Three years ago to the day, I reported on a survey that showed 45% of businesses and IT pros thought the risks of the cloud outweighed its perceived benefits.
Cloud computing in 2010 garnered as much respect as a password sent in clear text. Most C-level executives scoffed at the notion of cloud computing replacing any of their critical or security systems, especially those executives in regulated industries.
Fast-forward to today, and Gartner is touting its research that predicts 10% of overall IT security enterprise product capabilities will be delivered in the cloud within the next 24 months.
In addition, a recent study by Neovise Research shows that more than half of U.S. businesses are using public or private clouds, a number that had Forbes proclaiming "the cloud has gone mainstream."
Gartner's January 2013 survey on security spending shows security buyers are placing high demand on cloud-based security service offerings. A cross-section of U.S. and European companies say they plan to increase the consumption of several common cloud services during the next 12 months.
Today, cloud security services are changing market dynamics, in places like secure Web gateways, remote vulnerability assessment, and identity and access management (IAM), according to Gartner.
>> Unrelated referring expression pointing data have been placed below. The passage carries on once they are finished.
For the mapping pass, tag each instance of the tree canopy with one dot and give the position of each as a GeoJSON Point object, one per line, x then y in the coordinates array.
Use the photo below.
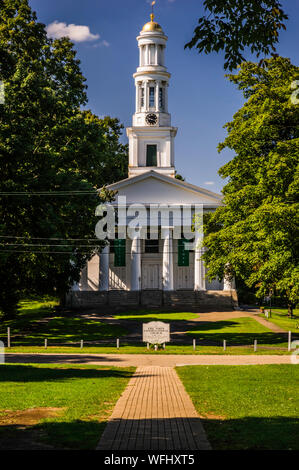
{"type": "Point", "coordinates": [233, 26]}
{"type": "Point", "coordinates": [53, 158]}
{"type": "Point", "coordinates": [254, 235]}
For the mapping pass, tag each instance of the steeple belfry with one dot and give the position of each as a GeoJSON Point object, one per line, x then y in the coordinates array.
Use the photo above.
{"type": "Point", "coordinates": [151, 138]}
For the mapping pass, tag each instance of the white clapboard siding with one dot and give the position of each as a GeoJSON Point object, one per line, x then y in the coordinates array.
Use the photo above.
{"type": "Point", "coordinates": [151, 275]}
{"type": "Point", "coordinates": [117, 278]}
{"type": "Point", "coordinates": [184, 277]}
Gartner expects the cloud-based security services market to reach $4.2 billion by 2016. Overall, cloud-services spending is expected to hit $207 billion in that same year.
Also in 2010, cloud computing was the first entry on Gartner's list of strategic technologies, but it was more of a forecast than a statement. That same year, IDC said cloud services would outpace traditional IT spending over the next five years and would represent $44.2 billion by 2013, more than a few billion short of today's predictions.
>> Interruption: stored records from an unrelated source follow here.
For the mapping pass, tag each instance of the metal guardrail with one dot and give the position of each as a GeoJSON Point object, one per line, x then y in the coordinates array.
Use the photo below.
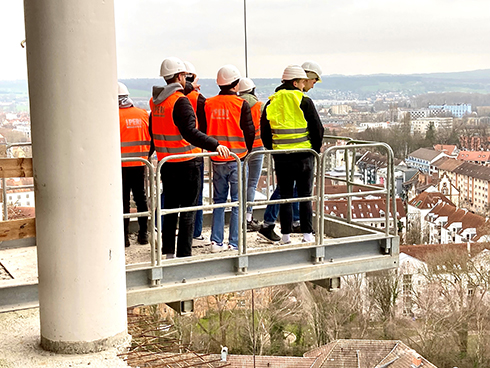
{"type": "Point", "coordinates": [313, 198]}
{"type": "Point", "coordinates": [319, 197]}
{"type": "Point", "coordinates": [150, 199]}
{"type": "Point", "coordinates": [388, 192]}
{"type": "Point", "coordinates": [161, 211]}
The Neovise study conducted by company president Paul Burns and sponsored by cloud provider Virtustream, found that 54% of organizations are already using public or private clouds. The survey polled 822 IT leaders.
The study showed that all varieties of clouds are in use. Among organizations already using infrastructure as a service (IaaS), 74% used more than one type of IaaS cloud variant - public, private or hybrid.
Take these studies for what you think they are worth, but the pointer is squarely aimed at the cloud gobbling up more IT planning and spending.
Today's numbers show just how backward the thinking was three years ago. Today, businesses and IT pros think the perceived benefits of the cloud clearly outweigh the risks.